The polar ice caps are melting six times faster than they were in the 1990s, the most comprehensive look at the data to date has found.


That data, compiled and analyzed by the Ice Sheet Mass Balance Intercomparison Exercise (IMBIE), puts the melting of Greenland and Antarctica's ice sheets on track with the worst-case-scenario prediction from the Intergovernmental Panel on Climate Change (IPCC). If this trend continues, it could put 400 million people at risk from sea level rise by 2100.

"That's not a good news story," professor Andrew Shepherd from the University of Leeds told BBC News.

Shepherd helped lead an international team of 89 polar scientists who analyzed ice loss at both poles using 26 surveys and 11 satellite missions between 1992 and 2018, according to a University of Leeds press release.

They found that Greenland and Antarctica together lost 6.4 trillion tonnes (approximately 7.1 trillion U.S. tons) of ice between 1992 and 2017, raising global sea levels by 17.8 millimeters (approximately .7 inches). Not only that, but the rate of loss accelerated. The ice sheets lost 81 billion tonnes (approximately 89 billion U.S. tons) a year in the 1990s and 475 billion tonnes (approximately 524 billion U.S. tons) a year in the 2010s. This means they are now contributing much more to sea level rise.

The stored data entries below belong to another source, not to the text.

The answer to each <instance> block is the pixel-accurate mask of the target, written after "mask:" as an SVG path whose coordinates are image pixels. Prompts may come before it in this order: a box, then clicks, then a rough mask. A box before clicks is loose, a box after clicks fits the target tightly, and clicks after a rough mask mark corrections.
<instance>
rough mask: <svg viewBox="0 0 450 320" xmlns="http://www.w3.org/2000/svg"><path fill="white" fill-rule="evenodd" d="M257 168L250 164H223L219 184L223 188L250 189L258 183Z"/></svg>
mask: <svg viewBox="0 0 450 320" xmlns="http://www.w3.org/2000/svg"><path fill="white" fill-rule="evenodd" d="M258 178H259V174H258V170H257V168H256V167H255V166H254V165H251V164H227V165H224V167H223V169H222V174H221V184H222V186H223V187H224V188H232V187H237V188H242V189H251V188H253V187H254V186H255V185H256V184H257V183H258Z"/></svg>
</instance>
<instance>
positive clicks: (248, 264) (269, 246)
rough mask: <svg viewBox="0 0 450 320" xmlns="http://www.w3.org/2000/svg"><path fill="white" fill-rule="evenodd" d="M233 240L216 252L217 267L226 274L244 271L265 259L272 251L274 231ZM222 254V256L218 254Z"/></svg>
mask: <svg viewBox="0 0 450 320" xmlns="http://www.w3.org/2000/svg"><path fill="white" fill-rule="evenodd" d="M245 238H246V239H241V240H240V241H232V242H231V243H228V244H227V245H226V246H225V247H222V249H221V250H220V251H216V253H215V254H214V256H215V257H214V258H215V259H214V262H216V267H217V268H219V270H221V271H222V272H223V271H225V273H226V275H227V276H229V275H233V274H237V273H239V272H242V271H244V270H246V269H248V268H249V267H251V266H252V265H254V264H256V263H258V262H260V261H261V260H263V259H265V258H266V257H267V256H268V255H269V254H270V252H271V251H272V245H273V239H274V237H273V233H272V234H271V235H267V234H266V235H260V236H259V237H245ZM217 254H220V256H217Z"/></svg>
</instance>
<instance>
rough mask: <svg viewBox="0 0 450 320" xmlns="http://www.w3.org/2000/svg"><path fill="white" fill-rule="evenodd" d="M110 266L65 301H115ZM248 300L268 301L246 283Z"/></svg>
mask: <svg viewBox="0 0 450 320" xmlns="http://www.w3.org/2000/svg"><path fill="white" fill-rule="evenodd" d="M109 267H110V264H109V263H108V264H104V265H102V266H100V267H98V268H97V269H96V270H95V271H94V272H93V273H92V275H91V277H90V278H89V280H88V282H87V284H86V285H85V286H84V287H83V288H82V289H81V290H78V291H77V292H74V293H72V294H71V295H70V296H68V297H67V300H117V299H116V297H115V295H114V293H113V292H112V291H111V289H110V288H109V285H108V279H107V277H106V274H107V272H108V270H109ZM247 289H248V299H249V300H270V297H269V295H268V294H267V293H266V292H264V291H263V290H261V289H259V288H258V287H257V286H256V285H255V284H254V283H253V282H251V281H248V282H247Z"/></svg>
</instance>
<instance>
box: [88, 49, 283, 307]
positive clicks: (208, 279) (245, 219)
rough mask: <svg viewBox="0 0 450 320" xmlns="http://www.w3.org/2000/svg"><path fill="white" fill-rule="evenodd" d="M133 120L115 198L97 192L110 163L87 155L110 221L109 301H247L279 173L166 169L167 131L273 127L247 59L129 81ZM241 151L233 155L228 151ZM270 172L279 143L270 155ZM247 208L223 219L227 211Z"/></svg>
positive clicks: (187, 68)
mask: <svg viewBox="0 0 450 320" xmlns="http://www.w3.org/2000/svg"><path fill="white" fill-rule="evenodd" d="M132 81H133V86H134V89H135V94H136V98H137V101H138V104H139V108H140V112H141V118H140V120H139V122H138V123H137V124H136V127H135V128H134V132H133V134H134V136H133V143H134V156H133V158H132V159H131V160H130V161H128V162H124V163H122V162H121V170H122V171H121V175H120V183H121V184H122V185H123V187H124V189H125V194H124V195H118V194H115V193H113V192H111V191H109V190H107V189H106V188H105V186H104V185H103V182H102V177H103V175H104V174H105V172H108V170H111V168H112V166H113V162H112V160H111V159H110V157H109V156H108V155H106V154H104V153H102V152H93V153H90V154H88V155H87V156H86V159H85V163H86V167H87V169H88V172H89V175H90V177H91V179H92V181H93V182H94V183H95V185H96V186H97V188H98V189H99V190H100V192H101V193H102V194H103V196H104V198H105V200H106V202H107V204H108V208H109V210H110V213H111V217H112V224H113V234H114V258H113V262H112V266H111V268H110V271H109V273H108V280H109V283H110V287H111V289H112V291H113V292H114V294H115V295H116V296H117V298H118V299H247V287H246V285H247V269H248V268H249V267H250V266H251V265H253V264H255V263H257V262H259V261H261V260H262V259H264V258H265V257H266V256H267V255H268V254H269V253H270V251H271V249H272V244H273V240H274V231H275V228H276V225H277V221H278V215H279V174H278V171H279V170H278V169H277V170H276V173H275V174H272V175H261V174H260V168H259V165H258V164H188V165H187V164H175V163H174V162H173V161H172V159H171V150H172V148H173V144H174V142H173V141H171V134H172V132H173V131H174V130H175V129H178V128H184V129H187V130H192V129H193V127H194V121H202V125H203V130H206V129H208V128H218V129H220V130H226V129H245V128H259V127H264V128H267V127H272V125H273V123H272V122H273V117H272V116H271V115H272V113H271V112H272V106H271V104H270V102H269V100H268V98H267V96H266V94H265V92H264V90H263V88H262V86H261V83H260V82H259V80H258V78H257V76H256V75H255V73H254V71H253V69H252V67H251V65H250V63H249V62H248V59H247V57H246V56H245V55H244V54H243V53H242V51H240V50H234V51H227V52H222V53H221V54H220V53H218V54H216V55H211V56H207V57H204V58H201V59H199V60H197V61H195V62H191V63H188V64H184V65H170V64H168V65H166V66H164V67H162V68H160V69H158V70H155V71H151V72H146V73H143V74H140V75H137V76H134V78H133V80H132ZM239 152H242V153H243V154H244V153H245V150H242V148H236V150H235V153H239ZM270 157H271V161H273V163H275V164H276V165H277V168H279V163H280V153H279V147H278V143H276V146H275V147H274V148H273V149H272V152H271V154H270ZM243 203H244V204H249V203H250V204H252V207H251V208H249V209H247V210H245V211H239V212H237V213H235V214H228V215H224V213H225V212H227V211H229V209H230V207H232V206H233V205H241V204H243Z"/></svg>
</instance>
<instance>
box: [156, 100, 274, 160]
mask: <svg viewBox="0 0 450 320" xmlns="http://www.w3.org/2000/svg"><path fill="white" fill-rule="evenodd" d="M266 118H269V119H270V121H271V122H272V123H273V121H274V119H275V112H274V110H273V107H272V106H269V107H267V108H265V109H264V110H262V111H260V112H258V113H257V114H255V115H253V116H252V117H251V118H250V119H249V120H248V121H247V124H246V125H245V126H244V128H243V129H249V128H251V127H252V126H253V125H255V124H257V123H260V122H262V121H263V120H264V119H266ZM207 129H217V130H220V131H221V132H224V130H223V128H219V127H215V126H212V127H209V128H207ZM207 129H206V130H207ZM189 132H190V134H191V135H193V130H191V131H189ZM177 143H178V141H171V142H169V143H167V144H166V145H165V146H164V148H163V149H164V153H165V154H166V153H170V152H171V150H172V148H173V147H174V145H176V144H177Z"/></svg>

"Today, the ice sheets contribute about a third of all sea-level rise, whereas in the 1990s, their contribution was actually pretty small at about 5%. This has important implications for the future, for coastal flooding and erosion," Shepherd told BBC News.

The Antarctica figures were published in Nature in 2018, while the Greenland figures were published in Nature this week.

The two polar regions have responded slightly differently, according to the press release. Ice melt in Antarctica has contributed 40 percent of the combined total sea level rise and is driven by warm ocean water melting its glaciers. Ice melt in Greenland, which accounts for 60 percent of the sea level rise, is driven partly by ocean water but partly by warmer air temperatures melting the surface of its ice sheet.

In both cases, the extent of the ice loss is clear evidence of the climate crisis, research leader Erik Ivins of Nasa's Jet Propulsion Laboratory told The Guardian.

"The satellite measurements provide prima facie, rather irrefutable, evidence," he said.

The findings have serious consequences for the future. The IPCC most recently predicted sea levels would rise 53 centimeters (approximately 21 inches) by 2100, putting 360 million people at risk from coastal flooding every year. But, the new data puts sea levels on track to rise an additional 17 centimeters (approximately 6.7 inches). This would increase the number of people at risk from yearly coastal flooding by 2100 to 400 million.

"These are not unlikely events with small impacts; they are already underway and will be devastating for coastal communities," Shepherd said in the press release.

However, this future is not inevitable. While Shepherd told The Guardian that the ice caps would melt for another 30 years even if greenhouse gas emissions ceased today, there is still time to limit the amount of melting.

"We can offset some of that [sea level rise] if we stop heating the planet," he said.